My grandparents, Bobber and Gigi, were such awesome hosts.  They made my birthday great.

We had Missions Weekend at my church in El Paso.  This is how much money was raised for missions!!!!!  Praise the Lord.

I've also done some shopping since I left all my Sudan clothes in Sudan.  
I feel pretty and like a girl again!  Here are a few pictures of Easter with my family:

 Christian, my other brother, came home!

People have asked if I am adjusted to life in the states yet.  My answer?  No.  It's going to take a while. I'm still processing a lot of things and also trying to figure out how to live here after spending two years in Toposaland.  Also, lots of praying and waiting on God to see where He'll take me next.  Life here is good, though, and I am where I am supposed to be for now.
"But thanks be to God, who always leads us..."  2 Corinthians 2:14 

Tuesday, February 19, 2013

detour.

On the way back to America, I took a little detour to visit a dear friend from college, Sarah, and her husband, Alessandro, in Milan, Italy.

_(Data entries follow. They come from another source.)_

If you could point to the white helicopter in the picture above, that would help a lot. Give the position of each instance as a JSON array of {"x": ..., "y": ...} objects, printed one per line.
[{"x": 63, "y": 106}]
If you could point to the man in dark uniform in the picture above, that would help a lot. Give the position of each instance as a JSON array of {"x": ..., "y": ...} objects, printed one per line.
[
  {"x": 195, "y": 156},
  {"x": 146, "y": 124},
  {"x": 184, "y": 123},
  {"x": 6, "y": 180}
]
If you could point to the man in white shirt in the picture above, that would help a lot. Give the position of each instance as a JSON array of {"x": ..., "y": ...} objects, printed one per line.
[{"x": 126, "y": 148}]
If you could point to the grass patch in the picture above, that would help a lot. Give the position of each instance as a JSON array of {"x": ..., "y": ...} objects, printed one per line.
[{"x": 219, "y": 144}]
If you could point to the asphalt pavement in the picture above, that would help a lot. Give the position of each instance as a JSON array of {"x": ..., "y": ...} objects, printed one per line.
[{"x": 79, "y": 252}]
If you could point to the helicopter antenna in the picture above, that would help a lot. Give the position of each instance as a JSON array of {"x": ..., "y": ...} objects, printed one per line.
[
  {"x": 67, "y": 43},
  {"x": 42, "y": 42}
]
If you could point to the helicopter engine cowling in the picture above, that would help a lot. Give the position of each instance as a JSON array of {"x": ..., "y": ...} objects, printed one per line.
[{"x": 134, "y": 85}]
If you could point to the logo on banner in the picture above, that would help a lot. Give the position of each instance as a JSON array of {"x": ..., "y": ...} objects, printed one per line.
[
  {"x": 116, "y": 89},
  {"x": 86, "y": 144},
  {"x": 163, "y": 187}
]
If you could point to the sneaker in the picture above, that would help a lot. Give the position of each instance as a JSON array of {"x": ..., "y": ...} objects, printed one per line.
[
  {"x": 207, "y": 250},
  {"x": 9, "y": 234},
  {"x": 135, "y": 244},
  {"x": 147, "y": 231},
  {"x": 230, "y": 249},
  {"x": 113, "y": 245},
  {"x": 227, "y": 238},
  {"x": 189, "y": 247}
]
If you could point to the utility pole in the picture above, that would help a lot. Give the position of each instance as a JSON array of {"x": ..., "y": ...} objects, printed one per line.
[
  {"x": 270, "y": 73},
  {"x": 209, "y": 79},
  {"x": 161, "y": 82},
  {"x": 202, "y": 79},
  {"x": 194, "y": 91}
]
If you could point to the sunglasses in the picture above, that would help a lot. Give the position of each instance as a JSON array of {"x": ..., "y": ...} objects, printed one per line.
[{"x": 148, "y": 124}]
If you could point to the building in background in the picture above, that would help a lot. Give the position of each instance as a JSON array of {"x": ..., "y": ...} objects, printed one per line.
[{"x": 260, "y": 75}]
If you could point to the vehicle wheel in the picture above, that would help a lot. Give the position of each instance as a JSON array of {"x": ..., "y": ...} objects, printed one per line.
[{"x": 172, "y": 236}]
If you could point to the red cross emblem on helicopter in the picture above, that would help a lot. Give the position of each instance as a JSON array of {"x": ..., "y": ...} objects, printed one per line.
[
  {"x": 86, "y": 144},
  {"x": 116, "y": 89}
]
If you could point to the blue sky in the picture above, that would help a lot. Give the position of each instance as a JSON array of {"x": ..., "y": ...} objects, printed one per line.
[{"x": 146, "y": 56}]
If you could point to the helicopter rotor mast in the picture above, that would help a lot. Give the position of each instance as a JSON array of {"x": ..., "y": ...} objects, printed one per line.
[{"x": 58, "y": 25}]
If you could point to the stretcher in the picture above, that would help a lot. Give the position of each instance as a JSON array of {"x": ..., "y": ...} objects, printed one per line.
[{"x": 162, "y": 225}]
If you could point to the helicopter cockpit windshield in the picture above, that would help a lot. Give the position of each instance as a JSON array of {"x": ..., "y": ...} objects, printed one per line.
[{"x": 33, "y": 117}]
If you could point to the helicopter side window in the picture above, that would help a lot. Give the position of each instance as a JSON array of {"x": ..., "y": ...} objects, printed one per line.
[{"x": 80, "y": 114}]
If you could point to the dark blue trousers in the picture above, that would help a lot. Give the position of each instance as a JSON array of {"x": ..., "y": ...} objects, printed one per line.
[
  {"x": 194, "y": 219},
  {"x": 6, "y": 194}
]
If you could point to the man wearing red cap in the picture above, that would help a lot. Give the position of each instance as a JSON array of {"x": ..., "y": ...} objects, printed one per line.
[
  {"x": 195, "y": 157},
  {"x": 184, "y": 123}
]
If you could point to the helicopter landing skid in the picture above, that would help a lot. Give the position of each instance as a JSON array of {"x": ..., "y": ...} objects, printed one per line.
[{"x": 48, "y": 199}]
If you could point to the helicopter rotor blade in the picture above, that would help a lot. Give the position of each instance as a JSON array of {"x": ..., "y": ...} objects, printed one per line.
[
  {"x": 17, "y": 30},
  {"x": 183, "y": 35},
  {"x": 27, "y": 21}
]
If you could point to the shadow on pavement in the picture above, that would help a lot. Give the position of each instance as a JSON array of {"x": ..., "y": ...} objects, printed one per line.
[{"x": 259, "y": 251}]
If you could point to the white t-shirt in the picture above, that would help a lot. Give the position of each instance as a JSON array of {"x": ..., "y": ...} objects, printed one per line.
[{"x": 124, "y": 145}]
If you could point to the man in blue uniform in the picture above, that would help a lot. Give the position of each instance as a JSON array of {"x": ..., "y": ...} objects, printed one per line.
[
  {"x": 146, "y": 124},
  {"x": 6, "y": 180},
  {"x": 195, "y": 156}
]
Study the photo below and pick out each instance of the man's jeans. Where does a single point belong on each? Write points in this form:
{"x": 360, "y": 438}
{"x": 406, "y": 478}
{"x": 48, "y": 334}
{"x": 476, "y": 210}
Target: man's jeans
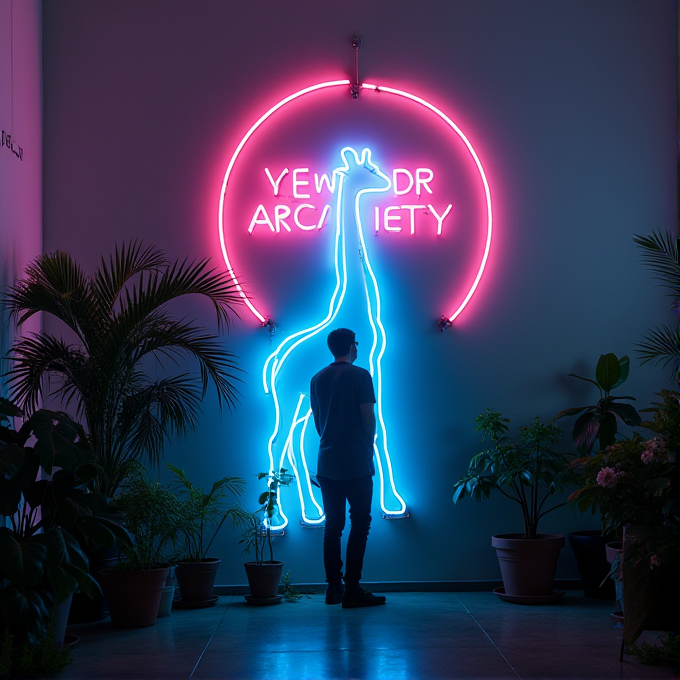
{"x": 336, "y": 493}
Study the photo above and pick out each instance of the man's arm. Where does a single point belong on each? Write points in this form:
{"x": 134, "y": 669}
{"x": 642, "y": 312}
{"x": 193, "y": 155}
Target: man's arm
{"x": 368, "y": 419}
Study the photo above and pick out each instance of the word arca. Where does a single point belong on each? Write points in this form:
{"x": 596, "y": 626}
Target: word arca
{"x": 284, "y": 218}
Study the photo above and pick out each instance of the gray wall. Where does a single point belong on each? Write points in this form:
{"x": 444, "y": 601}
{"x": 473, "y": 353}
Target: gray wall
{"x": 570, "y": 105}
{"x": 21, "y": 154}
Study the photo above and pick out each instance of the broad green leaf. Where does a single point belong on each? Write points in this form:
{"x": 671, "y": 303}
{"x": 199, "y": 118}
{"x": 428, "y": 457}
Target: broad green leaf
{"x": 22, "y": 562}
{"x": 627, "y": 413}
{"x": 624, "y": 364}
{"x": 63, "y": 584}
{"x": 608, "y": 371}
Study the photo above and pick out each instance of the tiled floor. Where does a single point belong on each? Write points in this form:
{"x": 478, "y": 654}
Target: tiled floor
{"x": 416, "y": 635}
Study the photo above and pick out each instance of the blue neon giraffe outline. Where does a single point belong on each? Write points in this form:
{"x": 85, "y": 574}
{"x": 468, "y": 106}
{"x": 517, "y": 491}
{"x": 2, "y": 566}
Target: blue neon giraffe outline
{"x": 351, "y": 159}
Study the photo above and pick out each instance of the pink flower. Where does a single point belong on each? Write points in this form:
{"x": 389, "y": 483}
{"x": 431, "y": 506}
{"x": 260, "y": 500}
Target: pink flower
{"x": 607, "y": 477}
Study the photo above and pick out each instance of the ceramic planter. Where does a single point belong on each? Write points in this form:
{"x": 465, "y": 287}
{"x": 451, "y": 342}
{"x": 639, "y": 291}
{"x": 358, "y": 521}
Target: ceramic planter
{"x": 528, "y": 566}
{"x": 165, "y": 605}
{"x": 196, "y": 580}
{"x": 264, "y": 579}
{"x": 134, "y": 596}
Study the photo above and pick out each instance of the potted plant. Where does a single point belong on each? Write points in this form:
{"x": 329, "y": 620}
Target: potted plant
{"x": 634, "y": 484}
{"x": 202, "y": 516}
{"x": 529, "y": 473}
{"x": 599, "y": 424}
{"x": 44, "y": 500}
{"x": 136, "y": 587}
{"x": 123, "y": 330}
{"x": 264, "y": 576}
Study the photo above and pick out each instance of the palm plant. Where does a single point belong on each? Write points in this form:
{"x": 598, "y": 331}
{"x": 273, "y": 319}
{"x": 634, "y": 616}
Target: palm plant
{"x": 125, "y": 335}
{"x": 661, "y": 345}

I flew in over the Alps, all snowy and glorious!
A very, very early morning train ride to Tuscany where Ale's family lives
 Driving around Pistoia

And then off to Siena, my favorite town in Italy, where Ale and Sarah picked out photos for their wedding album and I meandered around and took pics.  





Pistoia on a lovely Sunday morning



Then, our train back to Milan was delayed two hours, so we hopped on an earlier one.  We barely got seats in the aisle, where Sarah thought it smelled terrible.  I guess the toilet breeze flows more in the aisles than in the booths!

We got back late that night, and the next few days I spent wandering around in the city of Milan.  Here's the Duomo.  Makes me think of drizzle castles in the sand!




I just love old castles, crumbling walls, and plants growing in rubble!

It was a splendid detour over to Milan, and I am so glad that I got to spend time with the Martinis!  Thank you again, Ale and Sarah, for letting me jump into your world for a few days!